Le coupable? Le fameux gaz naturel. La chute du prix du gaz naturel sur les marchés nord-américains va faire mal à Hydro-Québec.
Plusieurs analystes énergéti­ques sont d'avis que les faibles prix du gaz naturel pourraient perdurer encore 10 ans en Amérique du Nord.
Hier, on pouvait mettre la main sur 1000 pieds cubes de gaz (livraison en décembre) pour un peu moins de 5 $US. Il y a deux ans, la même quantité de gaz valait 10 $US.
La découverte de nouveaux gisements (gaz de schiste) aux États-Unis met donc une énorme pression sur les prix de l'électricité, à la baisse. Chez nos voisins du Sud, il faut savoir que la plupart des centrales électriques tournent au gaz (il s'est construit 200 000 MW de centrales au gaz entre 2000 et 2005 aux É.-U.). L'équation est facile : prix du gaz bas égale production d'électricité à faible coût.
En clair, les prix obtenus par Hydro-Québec aux États-Unis ces prochaines années n'auront rien à voir avec ceux obtenus ces dernières années sur ces marchés.
Il faut s'attendre à des prix beaucoup moins élevés. Ce qui nous amène aux fameux coûts d'approvisionnements des nouveaux projets qui seront mis de l'avant par la société d'État d'ici 2020.
Les projets
Ici, on parle des projet La Romaine (1550 mégawatts), Magpie (850 MW) et Petit-Mecatina (1200 MW) et de parcs éoliens, dont les coûts de revient par kilowattheure dépasseront les 10 ¢. Hier, les économistes consultés par Le Soleil étaient unanimes sur un point : tous les projets dont le coût de revient dépassera les 9 ¢ du kilowattheure risquent d'être déficitaires chez Hydro-Québec.
Imaginez, en 2020, la société d'État comptera sur des surplus d'électricité de 30 térawattheures (1 térawattheure peut alimenter 50 000 maisons).

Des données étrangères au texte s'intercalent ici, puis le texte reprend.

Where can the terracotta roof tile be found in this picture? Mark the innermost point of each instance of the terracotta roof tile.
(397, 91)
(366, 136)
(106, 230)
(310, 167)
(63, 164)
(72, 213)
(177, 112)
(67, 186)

De quoi fournir du courant à plusieurs nouvelles alumineries en sol québécois!
Qui paiera alors pour les pots cassés? Alors que l'État québécois aura un urgent besoin de renflouer ses coffres d'ici quatre ans (trou anticipé de 13 milliards $), elle ne pourra compter sur Hydro-Québec et ses juteuses perspectives de profits à l'étranger.
Une seule avenue possible : se replier sur la base. C'est pourquoi le principal actionnaire, le gouvernement, cherche à faire passer l'idée de faire grimper le prix du bloc d'énergie patrimonial de 1 ¢ le kilowattheure. Une telle mesure produirait des retombées de 1 milliard $ par année dans les goussets gouvernementaux.
Remarquez qu'en 2004, l'idée avait pourtant été rejetée rapidement par Jean Charest. À l'épo­que, c'est le pdg d'Hydro, André Caillé, qui avait proposé cette alternative au gouvernement. Le tarif patrimonial de 2,79 ¢ du kilowattheure accordé aux con­sommateurs québécois a pourtant été une condition pour faire avaler la création de la Régie de l'énergie.
Créé en 2000 par la loi 116 du gouvernement péquiste, le bloc dit patrimonial vise à protéger les consommateurs québécois contre des fluctuations importantes de prix tout en leur faisant profiter des retombées de la construction de barrages hydroélectriques. À moins que l'on décide de prendre le taureau par les cornes et de vendre une partie d'Hydro-Québec? Mais encore là, les sombres perspectives de profits d'Hydro-Québec au cours des prochaines années la rendent moins attirante.
Hier, plusieurs analystes soutenaient que vendre Hydro-Québec dans ce contexte reviendrait à une «vente de feu».
Pourquoi vendre une partie d'Hydro 15 milliards $, alors qu'elle pourrait en valoir 30 milliards $ si les tarifs étaient augmentés? À moins que le gouvernement Charest ait une idée bien précise en tête : hausser les tarifs d'électricité des Québécois pour ensuite revendre à fort prix un bloc d'actions de la société d'État sur les marchés boursiers?